'The man who didn't like the Leonardo exhibition'
November 29 2011

Picture: H M Bateman
A curious review of the Leonardo exhibition from Theodore K. Rabb in The Art Newspaper. He says the exhibition 'falls short'. Gripe no. 1, the Sainsbury Wing is a poor exhibition space:
Many words have been written about the gloom of the basement galleries in the Sainsbury wing of the National Gallery. This is not the place to repeat them, save to say that it is especially hard on a master of delicate light and shade.
Gripe no. 2, it's better to see the drawings in the catalogue than in the flesh (no, he really says this):
By their very nature, they require close attention, which is notoriously difficult in the crowds at a large exhibition. Framed and hung on walls, they are certainly easier to see than in horizontal cases, where the viewer’s shadow tends to obscure the object. But it remains impossible at the exhibition to emulate the experience offered by the catalogue, where one can flip back and forth in intimate connection between a drawing and its application in a painting. This may well be an insuperable problem, especially with an artist like Leonardo, who liked to jot down his perceptions all over a sheet, but the advantage of the catalogue in this case is notable.

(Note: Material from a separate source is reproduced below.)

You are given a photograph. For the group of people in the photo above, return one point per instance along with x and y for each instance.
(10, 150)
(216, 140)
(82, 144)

And Gripe no. 3 (with which I have some sympathy), the two Madonnas of the Rocks should have been hung side by side:
Especially when the room is full of people, it becomes impossible to get more than the vaguest idea of how Leonardo changed his mind over the years. An explanation that has been reported is that the Louvre picture, dark and unrestored, would have suffered from too close a comparison with the more vivid, recently cleaned National Gallery panel. That such considerations (or any other that might be put forward) should have been allowed to rob viewers of an unrepeatable opportunity to look at two related masterpieces side by side prompts the profoundest of regrets.